The limits on absolute disclosure took another interesting turn this week in a headline less titillating than the WikiLeaks controversies.  A below the radar project was announced by Google and a group of scholars.  As reported by the New York Times, Google is making available free downloads and online searches for a growing body of literature.  To date, 5.2 million books containing over 500 billion words in works published between 1500 and 2008 in seven languages have been digitized and are searchable by word or phrase.  Intended as a scholarly tool, this amazing project will allow the public as well as researchers to explore the use of phrases in comparative languages across the span of human endeavor.
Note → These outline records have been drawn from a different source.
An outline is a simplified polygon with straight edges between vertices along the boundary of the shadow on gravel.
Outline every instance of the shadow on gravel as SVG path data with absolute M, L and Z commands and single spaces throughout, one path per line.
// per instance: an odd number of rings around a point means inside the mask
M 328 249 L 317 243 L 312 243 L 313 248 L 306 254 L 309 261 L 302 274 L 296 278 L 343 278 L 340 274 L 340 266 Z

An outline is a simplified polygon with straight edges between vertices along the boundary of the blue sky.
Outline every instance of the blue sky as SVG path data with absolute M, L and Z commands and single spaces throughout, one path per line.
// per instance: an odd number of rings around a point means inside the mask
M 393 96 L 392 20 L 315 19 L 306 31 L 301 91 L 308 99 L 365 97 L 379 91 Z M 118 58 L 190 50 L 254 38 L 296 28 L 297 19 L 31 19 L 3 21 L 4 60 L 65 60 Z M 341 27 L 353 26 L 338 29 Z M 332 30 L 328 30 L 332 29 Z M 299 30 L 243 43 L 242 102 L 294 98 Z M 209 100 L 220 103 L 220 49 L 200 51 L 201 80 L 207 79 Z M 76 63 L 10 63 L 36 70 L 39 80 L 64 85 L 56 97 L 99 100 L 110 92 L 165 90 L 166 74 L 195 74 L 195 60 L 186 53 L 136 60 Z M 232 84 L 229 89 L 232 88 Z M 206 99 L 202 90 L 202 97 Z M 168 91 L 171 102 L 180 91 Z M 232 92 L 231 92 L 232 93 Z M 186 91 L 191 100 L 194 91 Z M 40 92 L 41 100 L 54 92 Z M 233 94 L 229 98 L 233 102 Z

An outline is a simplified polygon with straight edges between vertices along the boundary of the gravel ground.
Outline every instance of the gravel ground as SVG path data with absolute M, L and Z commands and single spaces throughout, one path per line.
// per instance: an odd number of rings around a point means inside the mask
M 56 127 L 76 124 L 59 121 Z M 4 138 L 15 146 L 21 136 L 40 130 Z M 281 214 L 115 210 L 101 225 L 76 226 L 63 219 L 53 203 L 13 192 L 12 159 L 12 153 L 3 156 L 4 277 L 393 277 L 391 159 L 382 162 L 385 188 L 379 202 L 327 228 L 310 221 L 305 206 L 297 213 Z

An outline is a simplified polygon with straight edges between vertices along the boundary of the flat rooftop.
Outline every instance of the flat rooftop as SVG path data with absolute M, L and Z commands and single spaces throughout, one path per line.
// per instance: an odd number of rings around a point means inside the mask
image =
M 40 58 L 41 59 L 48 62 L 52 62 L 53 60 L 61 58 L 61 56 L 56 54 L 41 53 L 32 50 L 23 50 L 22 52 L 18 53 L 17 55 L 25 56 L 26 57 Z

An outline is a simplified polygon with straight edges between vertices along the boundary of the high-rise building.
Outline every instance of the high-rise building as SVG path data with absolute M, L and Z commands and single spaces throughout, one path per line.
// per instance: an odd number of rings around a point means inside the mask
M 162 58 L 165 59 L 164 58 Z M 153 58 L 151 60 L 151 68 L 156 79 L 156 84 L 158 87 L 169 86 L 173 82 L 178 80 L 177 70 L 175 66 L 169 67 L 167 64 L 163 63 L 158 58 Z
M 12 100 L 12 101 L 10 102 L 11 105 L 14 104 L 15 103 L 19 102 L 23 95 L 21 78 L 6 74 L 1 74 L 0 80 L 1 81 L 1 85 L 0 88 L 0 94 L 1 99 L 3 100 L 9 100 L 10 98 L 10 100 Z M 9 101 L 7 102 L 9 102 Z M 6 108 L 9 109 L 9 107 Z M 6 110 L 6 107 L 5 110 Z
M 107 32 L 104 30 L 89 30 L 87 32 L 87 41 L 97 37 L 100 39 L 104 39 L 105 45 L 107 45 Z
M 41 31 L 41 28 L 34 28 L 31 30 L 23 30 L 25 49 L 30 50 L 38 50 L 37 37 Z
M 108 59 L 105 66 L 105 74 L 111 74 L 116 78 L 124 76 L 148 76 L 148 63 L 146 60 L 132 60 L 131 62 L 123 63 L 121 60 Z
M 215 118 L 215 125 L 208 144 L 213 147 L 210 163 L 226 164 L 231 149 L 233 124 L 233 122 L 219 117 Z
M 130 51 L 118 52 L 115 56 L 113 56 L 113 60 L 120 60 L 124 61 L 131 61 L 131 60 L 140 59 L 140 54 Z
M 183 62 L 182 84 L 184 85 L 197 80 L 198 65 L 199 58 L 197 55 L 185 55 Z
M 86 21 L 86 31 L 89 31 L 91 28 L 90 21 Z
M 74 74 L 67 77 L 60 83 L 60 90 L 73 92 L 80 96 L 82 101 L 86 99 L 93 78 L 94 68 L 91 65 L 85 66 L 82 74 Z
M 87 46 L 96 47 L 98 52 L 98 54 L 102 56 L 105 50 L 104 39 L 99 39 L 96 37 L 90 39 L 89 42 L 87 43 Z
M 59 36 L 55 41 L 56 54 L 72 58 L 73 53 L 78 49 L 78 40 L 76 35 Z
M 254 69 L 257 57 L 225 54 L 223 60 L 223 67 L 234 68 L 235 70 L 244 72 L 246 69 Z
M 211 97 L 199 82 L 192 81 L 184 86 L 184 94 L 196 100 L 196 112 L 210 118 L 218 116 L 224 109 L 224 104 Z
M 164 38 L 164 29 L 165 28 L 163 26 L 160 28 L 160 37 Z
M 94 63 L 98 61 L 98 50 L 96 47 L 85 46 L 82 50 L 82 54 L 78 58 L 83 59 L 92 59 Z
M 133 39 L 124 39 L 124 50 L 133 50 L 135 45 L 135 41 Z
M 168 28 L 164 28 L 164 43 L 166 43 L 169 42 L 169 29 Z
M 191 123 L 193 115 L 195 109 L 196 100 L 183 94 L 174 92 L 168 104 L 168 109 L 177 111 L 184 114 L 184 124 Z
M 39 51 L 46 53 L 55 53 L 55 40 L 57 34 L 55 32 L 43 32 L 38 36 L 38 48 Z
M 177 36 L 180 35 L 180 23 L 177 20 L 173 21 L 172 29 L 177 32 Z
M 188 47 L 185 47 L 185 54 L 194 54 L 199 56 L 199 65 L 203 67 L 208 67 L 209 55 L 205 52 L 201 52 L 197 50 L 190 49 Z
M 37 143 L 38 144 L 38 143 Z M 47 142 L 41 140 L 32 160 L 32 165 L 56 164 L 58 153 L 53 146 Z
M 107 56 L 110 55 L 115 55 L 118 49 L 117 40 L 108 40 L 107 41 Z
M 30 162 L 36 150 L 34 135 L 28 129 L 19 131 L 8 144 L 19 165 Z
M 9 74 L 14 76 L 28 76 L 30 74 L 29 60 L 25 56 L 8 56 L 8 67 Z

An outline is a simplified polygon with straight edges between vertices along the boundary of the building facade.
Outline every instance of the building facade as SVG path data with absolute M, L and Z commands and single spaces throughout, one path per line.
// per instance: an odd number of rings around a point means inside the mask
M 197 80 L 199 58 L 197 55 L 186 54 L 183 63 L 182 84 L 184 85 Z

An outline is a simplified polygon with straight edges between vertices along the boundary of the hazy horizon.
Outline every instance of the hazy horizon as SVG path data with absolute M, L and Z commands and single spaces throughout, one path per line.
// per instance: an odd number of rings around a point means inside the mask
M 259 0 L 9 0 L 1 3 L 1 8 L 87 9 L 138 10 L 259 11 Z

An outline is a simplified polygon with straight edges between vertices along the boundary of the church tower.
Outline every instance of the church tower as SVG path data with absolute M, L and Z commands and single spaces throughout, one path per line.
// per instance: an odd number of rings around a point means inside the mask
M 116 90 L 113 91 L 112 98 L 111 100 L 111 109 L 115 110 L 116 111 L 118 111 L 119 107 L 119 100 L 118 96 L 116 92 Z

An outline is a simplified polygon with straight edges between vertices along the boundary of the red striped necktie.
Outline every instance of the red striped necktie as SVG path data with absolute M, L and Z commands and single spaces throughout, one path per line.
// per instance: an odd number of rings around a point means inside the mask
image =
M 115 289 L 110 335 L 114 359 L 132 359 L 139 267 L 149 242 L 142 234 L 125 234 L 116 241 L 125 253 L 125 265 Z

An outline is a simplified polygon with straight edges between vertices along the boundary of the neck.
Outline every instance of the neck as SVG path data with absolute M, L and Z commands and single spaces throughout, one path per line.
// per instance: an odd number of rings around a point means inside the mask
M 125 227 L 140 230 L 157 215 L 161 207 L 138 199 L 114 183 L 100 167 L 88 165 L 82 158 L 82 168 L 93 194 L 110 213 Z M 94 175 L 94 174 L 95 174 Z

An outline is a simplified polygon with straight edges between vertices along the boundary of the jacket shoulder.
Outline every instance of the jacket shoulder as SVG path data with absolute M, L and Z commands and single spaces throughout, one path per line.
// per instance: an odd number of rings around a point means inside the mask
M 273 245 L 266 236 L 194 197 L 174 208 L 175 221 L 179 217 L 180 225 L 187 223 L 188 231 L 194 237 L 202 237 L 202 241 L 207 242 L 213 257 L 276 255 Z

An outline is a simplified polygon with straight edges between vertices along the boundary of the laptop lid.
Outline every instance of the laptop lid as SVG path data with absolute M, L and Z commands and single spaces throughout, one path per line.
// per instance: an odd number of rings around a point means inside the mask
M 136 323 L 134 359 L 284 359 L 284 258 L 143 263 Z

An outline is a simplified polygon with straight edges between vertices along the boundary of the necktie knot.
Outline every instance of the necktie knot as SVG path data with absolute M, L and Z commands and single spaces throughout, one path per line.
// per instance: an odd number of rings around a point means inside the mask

In what might be viewed by most as a mere footnote in the incredible capability of the power of the Internet, an unexpected source of opposition has weighed in on this project.  Although seemingly neutral in its impact, humanist scholars are “hot and bothered” by the fact that the project is not engineered or managed by them.  Why, you ask, would that matter?  Great question.  What is it that humanist scholars fear will be disclosed by this massive research tool? What do they want to keep secret?  Wonderful imponderables.  Maybe time will tell. Perhaps disclosing what culture has captured through its written record over time will educate us all about the nature of human thought as it is, rather than as some would have it to be.

The fact remains that secrets are power and operate in opposition to autonomy, or self-determination.   The more we know, the less others hold power over us and the greater our ability to decide matters in our own self-interest.

Which is right:  “Tell it all” or “Let me decide how much should be disclosed”?  As with most polarities, neither extreme can claim the exclusive high ground.  Perhaps, the answer lies in an ongoing dialogue about which polarity has the greatest value based on circumstances and consequences of disclosure in a case by case analysis.  This polarity of confidences to be disclosed is one that defies a “one size fits all” solution.  (See, Managing Polarities blog post.)

What we all know universally is that each of us wants to control the timing and the audiences to whom the secrets we hold are disclosed.  Don’t let them hook your brain up to the Internet.